夏川が春日さんに惚れているという前情報があれば、俺でもこんなことくらい身に染みて理解できるぞ。
これは面倒くさい。
「……」
チラリと夏川の方を向くと、夏川と目が合った。
しかも目が合った瞬間に、夏川は鬼の形相となり、俺は何もかも最悪なシチュエーションだと思った。
どうやら俺は、墓穴を掘ってしまったらしい。
「ロボ田くん、熱なんて無いじゃないか!先方さんに君の話をしたら面白がっていたよ。猫好きな人でね、会社がスポンサーをしている映画に出てくる有名なネコにも会ったことがあるんだって」
「!!!!」
そ、その映画のタイトルはなんですか、春日さん⁈
喉まで出かかって、グッとこらえた。
これは仕事の話だ。ネコに食いつくなんて言語道断。
しかもはしゃいでしまっては、夏川の怒りをかうだけだ。
くれぐれも、表向きは冷静にしなければ。
「さあ、早く行こう」
「……」
春日さんはニコニコ笑うと、俺の肩を抱くようにして、俺を部屋から押し出した。
俺は接待どころか、社内のくだけた飲み会すら苦手だ。考えただけでも苦痛でたまらない。
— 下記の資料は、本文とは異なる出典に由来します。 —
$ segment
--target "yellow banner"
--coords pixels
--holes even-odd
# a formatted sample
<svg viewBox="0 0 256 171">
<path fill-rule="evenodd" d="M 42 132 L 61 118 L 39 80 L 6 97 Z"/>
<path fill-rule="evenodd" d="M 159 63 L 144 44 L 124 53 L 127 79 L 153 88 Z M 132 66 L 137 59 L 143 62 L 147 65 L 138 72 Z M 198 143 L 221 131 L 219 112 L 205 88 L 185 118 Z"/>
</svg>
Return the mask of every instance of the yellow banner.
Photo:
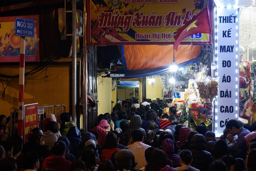
<svg viewBox="0 0 256 171">
<path fill-rule="evenodd" d="M 212 0 L 91 0 L 88 42 L 93 45 L 173 44 L 178 29 Z M 210 43 L 208 34 L 196 34 L 182 44 Z"/>
</svg>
だけど春日さんの接待に同行するのだけはまぁまぁ慣れた。
おそらく、俺という変わり者が活かされる時だけ春日さんは俺を連れて行く。
パソコンの入力作業だの速読だのの話や、空手の話。あとは出身大学や、その時専攻して今でも情報は欠かさず更新している経済学の話など。
今回も、俺の〝あまりにもマニアック過ぎて橘とも話せない猫トーク〟が大いに役立ち、俺自身がかなり楽んでしまった上に、危うかったらしい契約が継続となった。
春日さんは人の中心に立って、適材適所を見抜くのが上手いのだろう。俺をどんな些細なことでも役立ててくれる。
時々、春日さんは俺のことをすごく理解していて、俺をよく見てくれていると錯覚することがあるくらいだ。
夏川が惚れるのも無理はないかもしれない。
でも春日さんのそれは、すべての人間に対して平等に発揮される能力だ。
あくまで仕事のために春日さんは見極めているだけで、誰のことも特別視はしていない。
「……」
夏川は、バカだ。
俺なら春日さんには絶対に惚れないのにな。